Like ‘Dreamers’ Do: Yossi Klein Halevi’s reconstruction of the mission of the 55th Paratroopers Reserve Brigade is only the beginning of the story, which ends with the celebration of Jerusalem Day in 2004.
Frederic Brenner
Like ‘Dreamers’ Do: Yossi Klein Halevi’s reconstruction of the mission of the 55th Paratroopers Reserve Brigade is only the beginning of the story, which ends with the celebration of Jerusalem Day in 2004.

By Julia M. Klein

Published November 01, 2013, issue of November 08, 2013.

(page 2 of 2)

Halevi sees these two movements as parallel forces. “The founders of the kibbutz movement in the early years of the twentieth century envisioned the future Jewish state as a laboratory for democratic egalitarianism,” he writes. “Many religious Zionists believed that the creation of a Jewish state would be the catalyst for the messianic era.” “Like Dreamers” — whose title is taken from Psalm 126, about the return of “the exiles of Zion” — is therefore “a story about the fate of Israel’s utopian dreams.”

At one ideological extreme is Udi Aviv, a reluctant paratrooper who traveled to Damascus in 1972 “to help create an anti-Zionist terrorist underground.” Arrested by authorities, Aviv became a notorious traitor and served 12 years in prison, emerging chastened, emotionally distant, and a student of political science rather than an activist.

Aviv, though, is an exception to Halevi’s mostly admirable cast of characters. Among the religious Zionists, Halevi focuses most intensely on Yoel Bin-Nun, a founder of the Gush Emunim (Bloc of the Faithful) settlement movement. Bin-Nun would become an unlikely ally and prod to Labor Party Prime Minister Yitzhak Rabin. And he would turn critical of his fellow settlers after Rabin’s 1995 assassination by an Orthodox Jewish nationalist.

Among veterans of the kibbutz movement are Achmon, an entrepreneur with a capitalist bent; Meir, who would first win notice with his Six Day War ballad, “Jerusalem of Iron”; and Geva, who would become a Peace Now activist.

Like a novelist who inhabits all his characters, Halevi doesn’t openly declare his allegiances. But he comes across as an apostle of moderation, and an empathetic observer of the various warring camps. He holds out hope that the divisions between left and right, and between secular and religious Jews, can be fluid — that, at least at the level of the individual, change and compromise are possible.

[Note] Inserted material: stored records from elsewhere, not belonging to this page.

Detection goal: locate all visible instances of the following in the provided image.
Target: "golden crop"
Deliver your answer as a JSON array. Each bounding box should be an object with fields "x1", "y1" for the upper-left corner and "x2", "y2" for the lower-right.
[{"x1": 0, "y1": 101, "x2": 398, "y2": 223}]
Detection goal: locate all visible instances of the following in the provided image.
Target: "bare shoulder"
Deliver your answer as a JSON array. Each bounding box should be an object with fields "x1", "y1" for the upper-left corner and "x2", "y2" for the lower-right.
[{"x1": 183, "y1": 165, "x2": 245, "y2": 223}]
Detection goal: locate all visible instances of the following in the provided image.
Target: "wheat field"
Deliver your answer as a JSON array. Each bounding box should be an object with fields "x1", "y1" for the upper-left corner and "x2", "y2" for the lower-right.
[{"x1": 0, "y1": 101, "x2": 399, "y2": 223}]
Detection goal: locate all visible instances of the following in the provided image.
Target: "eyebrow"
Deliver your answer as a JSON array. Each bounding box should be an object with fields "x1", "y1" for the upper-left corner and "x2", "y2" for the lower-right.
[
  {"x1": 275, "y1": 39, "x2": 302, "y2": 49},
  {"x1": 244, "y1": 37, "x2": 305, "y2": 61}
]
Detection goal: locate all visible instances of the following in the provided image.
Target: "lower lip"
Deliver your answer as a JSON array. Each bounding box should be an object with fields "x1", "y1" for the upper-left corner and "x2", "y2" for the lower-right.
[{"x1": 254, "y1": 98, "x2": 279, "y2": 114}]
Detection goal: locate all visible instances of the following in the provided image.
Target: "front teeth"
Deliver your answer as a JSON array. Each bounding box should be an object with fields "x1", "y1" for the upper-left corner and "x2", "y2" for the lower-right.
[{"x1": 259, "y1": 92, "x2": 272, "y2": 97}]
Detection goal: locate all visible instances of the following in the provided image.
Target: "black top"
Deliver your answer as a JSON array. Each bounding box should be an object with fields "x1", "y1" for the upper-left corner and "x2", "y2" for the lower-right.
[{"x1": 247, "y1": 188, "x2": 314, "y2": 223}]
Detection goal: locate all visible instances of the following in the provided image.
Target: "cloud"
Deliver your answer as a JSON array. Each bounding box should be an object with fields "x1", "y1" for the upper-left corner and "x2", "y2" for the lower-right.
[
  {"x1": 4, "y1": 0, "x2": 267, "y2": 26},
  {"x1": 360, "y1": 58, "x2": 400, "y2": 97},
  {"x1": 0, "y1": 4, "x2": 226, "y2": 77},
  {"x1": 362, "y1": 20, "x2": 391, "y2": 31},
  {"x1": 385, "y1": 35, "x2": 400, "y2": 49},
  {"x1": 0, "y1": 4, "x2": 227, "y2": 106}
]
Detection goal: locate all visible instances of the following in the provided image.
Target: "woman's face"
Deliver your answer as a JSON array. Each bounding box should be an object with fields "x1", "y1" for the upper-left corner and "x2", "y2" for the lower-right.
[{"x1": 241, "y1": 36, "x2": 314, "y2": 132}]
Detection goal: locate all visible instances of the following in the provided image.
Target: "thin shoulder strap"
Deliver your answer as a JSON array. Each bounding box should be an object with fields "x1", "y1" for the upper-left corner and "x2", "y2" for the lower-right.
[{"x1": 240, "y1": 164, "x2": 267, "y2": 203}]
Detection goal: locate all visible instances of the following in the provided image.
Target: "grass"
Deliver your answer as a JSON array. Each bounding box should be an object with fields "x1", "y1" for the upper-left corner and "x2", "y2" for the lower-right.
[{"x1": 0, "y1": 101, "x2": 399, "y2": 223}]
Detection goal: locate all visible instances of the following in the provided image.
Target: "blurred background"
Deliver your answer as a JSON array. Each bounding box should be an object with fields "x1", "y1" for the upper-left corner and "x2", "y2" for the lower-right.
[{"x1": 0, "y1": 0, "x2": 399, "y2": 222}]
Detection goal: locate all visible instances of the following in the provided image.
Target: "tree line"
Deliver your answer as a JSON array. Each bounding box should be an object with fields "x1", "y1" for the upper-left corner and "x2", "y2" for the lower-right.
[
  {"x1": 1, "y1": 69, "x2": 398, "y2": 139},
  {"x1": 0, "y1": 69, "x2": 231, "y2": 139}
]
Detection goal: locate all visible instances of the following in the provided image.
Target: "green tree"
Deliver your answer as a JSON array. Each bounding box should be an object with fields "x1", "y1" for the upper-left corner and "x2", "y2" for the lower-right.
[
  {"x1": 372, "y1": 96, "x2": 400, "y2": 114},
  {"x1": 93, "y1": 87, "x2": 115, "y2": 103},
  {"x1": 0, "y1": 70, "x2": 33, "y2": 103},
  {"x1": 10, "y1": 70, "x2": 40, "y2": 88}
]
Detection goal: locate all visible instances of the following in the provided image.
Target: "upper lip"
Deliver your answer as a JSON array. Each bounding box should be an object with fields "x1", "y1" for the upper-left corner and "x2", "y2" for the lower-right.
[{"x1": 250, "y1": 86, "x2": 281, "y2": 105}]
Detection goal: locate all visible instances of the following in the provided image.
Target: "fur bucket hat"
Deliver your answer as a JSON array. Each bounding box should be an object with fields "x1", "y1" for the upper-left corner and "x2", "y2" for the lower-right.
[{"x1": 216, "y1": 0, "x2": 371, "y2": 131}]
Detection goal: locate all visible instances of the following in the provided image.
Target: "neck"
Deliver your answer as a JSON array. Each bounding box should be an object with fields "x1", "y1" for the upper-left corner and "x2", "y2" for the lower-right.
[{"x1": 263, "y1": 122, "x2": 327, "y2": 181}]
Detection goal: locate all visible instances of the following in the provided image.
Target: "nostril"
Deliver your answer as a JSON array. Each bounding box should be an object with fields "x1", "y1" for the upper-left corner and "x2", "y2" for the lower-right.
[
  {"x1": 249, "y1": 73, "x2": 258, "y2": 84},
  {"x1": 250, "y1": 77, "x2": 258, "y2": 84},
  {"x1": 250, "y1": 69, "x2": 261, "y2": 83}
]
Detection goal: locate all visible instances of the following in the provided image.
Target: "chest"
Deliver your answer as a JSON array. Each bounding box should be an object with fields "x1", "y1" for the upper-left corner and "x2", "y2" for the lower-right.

In the end, Halevi glosses Israel’s possibilities through the political evolution of Bin-Nun, who realizes that “the new dreams of Zion — socialist perfection, the wholeness of the land, even the seemingly modest dream of normalizing the Jews as a nation among nations — had each successively faltered.” And through his protagonist, he suggests this modestly hopeful response: “Weren’t the dreams that had been fulfilled in some sense enough?”